Whether it be politics, or something more personal, the singer-songwriter’s music is never without a message…

Can something be lovely and terrifying all at once? Beautiful but panic-inducing at the very same time? The final track on Rhys Lewis’ most recent album, perhaps, pulls off that clever trick. ‘What Wild Things Were’ is a wistful, melodic song on the surface, rounded out by plaintive piano and warm strings. But its lyrics tell a story set in a not-so-distant future, as the speaker looks back on green leaves and blue waters as a distant memory, in a world seared by climate destruction.

This is the subterfuge that Lewis often pulls off so well, perhaps — drawing from deep wells of feeling, but with a lightness of touch, an ear for melody, and an always-smiling, playful personality. (I have rarely seen someone inhabit a blood-red velvet dinner jacket with quite such glee.) It might be a break up — the eternal songwriter’s watering hole — or the end of the world. But Rhys Lewis always has something to say.

“That’s kind of why I love writing songs,” he says, “Because you can put something into words that perhaps someone else couldn’t, and they can go: ‘that’s exactly what I needed to hear.’ You feel unified and fortified that someone else has gone through the same thing, perhaps.”

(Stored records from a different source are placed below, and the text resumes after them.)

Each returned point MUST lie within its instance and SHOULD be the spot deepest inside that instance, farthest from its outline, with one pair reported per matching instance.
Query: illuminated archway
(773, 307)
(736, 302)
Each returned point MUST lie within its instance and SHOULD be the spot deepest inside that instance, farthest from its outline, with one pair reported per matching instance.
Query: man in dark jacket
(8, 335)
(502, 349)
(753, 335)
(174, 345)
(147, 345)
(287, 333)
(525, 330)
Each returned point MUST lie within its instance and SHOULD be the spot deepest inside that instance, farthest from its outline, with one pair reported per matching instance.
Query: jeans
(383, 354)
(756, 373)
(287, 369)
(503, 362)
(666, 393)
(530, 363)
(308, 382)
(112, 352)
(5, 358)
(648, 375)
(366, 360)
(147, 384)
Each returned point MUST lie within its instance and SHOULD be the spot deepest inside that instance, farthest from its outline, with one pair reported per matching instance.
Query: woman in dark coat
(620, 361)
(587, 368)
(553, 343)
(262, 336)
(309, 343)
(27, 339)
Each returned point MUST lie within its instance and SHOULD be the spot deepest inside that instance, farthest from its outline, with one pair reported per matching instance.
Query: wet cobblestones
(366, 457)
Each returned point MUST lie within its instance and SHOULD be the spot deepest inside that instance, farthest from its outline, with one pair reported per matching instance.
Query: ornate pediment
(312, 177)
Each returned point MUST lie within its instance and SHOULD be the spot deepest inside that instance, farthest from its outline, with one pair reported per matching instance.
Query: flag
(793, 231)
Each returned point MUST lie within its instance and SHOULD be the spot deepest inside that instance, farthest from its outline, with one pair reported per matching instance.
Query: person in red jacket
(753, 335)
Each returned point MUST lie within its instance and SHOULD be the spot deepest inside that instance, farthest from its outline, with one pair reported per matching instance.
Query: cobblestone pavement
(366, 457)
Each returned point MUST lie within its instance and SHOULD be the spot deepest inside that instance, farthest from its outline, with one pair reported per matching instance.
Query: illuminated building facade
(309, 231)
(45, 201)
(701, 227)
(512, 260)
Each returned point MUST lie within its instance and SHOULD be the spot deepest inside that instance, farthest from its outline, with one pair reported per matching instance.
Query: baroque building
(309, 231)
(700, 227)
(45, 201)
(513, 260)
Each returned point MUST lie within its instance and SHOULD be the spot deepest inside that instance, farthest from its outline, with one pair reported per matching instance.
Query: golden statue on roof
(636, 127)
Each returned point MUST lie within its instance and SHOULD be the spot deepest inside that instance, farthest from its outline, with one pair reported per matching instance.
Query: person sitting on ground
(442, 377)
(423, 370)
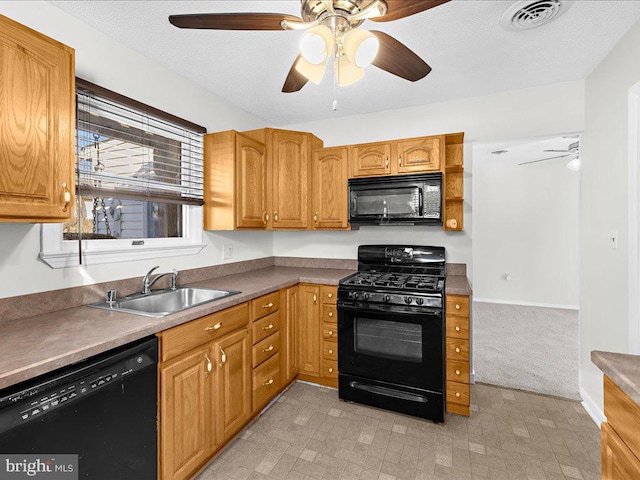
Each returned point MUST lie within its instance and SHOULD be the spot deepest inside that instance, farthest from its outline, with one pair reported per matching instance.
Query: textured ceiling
(470, 53)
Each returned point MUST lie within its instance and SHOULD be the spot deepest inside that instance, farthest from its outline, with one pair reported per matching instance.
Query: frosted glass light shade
(316, 44)
(347, 72)
(361, 46)
(311, 71)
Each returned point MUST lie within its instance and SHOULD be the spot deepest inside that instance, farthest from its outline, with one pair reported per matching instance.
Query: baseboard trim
(592, 408)
(525, 304)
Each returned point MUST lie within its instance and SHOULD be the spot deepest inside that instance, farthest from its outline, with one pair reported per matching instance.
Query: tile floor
(310, 434)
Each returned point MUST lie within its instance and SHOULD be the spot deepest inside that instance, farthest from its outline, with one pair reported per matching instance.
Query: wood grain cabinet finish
(329, 188)
(457, 354)
(37, 101)
(620, 437)
(235, 182)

Sometimes the source material is personal. “But that stuff’s almost easier to address, in a way. Empowering, certainly,” Lewis says. “You put something out there in this really vulnerable way — but instead of feeling vulnerable after it, you felt more confident, because people say: ‘I know exactly how you feel’ or ‘you’ve really helped me.’”

Rhys Lewis (second from right) shot for the Gentleman’s Journal Music Issue

At other moments, it’s entirely universal. “I read a book by David Wallace-Wells called The Uninhabitable World,” he says. “And a lot of the facts and figures in it are: ‘by 2030…’, or ‘by 2050…’ That’s very much within my lifetime. It’s certainly within my daughter or my son’s lifetime. I was terrified by the future this book was describing.

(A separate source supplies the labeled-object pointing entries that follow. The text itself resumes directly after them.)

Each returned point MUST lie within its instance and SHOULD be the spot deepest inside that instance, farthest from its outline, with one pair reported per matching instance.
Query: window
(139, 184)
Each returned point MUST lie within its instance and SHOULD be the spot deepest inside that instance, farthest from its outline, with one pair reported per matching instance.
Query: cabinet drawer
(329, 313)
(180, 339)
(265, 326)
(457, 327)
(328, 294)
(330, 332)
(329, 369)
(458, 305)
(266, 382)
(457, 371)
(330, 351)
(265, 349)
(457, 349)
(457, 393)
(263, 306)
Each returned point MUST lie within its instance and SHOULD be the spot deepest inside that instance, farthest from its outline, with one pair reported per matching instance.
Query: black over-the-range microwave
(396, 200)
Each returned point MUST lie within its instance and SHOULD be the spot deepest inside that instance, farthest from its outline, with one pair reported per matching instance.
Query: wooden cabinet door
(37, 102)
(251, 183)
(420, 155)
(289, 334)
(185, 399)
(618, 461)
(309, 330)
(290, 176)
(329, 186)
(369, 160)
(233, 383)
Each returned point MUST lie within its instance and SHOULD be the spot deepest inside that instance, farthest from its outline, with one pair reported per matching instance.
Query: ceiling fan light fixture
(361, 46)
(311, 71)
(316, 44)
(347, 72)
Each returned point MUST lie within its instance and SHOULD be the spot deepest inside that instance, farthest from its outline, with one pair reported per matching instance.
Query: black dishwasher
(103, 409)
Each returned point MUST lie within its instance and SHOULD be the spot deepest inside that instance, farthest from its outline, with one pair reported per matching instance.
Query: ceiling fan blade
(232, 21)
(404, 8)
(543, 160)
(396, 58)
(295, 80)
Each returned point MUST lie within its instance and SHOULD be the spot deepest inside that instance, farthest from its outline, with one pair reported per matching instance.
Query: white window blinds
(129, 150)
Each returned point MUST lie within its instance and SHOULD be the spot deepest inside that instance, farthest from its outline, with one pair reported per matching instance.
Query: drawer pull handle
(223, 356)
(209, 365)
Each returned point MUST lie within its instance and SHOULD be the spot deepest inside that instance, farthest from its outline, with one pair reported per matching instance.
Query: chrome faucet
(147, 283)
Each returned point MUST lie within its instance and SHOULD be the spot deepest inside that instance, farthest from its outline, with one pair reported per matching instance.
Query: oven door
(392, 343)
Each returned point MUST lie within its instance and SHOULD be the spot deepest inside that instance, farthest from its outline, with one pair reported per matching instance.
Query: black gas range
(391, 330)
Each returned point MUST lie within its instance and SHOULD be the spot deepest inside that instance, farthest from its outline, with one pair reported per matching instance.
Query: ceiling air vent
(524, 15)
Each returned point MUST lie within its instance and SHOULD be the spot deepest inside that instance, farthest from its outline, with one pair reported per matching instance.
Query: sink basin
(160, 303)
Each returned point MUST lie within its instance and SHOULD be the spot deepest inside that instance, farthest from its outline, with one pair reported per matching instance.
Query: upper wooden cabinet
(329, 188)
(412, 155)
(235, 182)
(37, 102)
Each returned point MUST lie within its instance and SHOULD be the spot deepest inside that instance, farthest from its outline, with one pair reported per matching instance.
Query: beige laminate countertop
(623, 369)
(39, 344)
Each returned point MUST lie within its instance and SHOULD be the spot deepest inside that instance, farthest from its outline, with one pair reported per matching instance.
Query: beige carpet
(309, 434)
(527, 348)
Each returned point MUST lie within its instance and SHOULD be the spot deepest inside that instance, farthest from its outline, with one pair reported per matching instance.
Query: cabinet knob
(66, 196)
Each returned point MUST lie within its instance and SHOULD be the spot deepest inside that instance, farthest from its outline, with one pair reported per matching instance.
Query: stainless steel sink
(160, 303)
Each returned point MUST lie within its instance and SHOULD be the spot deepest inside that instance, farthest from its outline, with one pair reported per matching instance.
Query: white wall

"You put something out there in this really vulnerable way.."

“So I put myself in 2050, and wrote about the birds, and the trees, and the blue water. It sounds sort of apocalyptic. But there’s a very real chance that we’re going to see dramatic change and have millions of lives affected. And we have, as a society, to engage in it, in a way that doesn’t terrify us, but makes us feel empowered to do something positive. There must be a way to do that.”

“Very few artists choose to be political these days, and make a social comment, and because of that, people don’t think it’s a musician’s role to do that,” he continues. “If you look at Billy Bragg and Bob Dylan, they were inspiring social change. I would love to see Ed Sheeran and Rihanna, for example, talking about this stuff more. It’s very cheesy to say it, but there is a power to music, and it can be hugely influential.

“People cringe about Band Aid, but it did change things, even if it was misguided to some degree. There’s a huge issue here that we could all be addressing together, in a collective way.”

If the next Band Aid does coalesce around climate change, then Lewis should certainly be on the songwriting committee. His songs always feel charged up and punchy, even when they’re understated and stripped back. I’m still very fond of one of his tracks from 2017 — the low key and taut ‘Reasons to Hate You’ — which begs a departing girlfriend to say they’ve been unfaithful, even though they haven’t, just to make the split a little less horrendous. My 16-year-old self is entirely onboard with that contortion.

“I’m writing an album now, and the new song on that will be similar to the last one,” he concludes. “And I want to leave people with something that makes them think,” he says. The clever thing about Rhys Lewis, however, is that he’ll make them feel it first.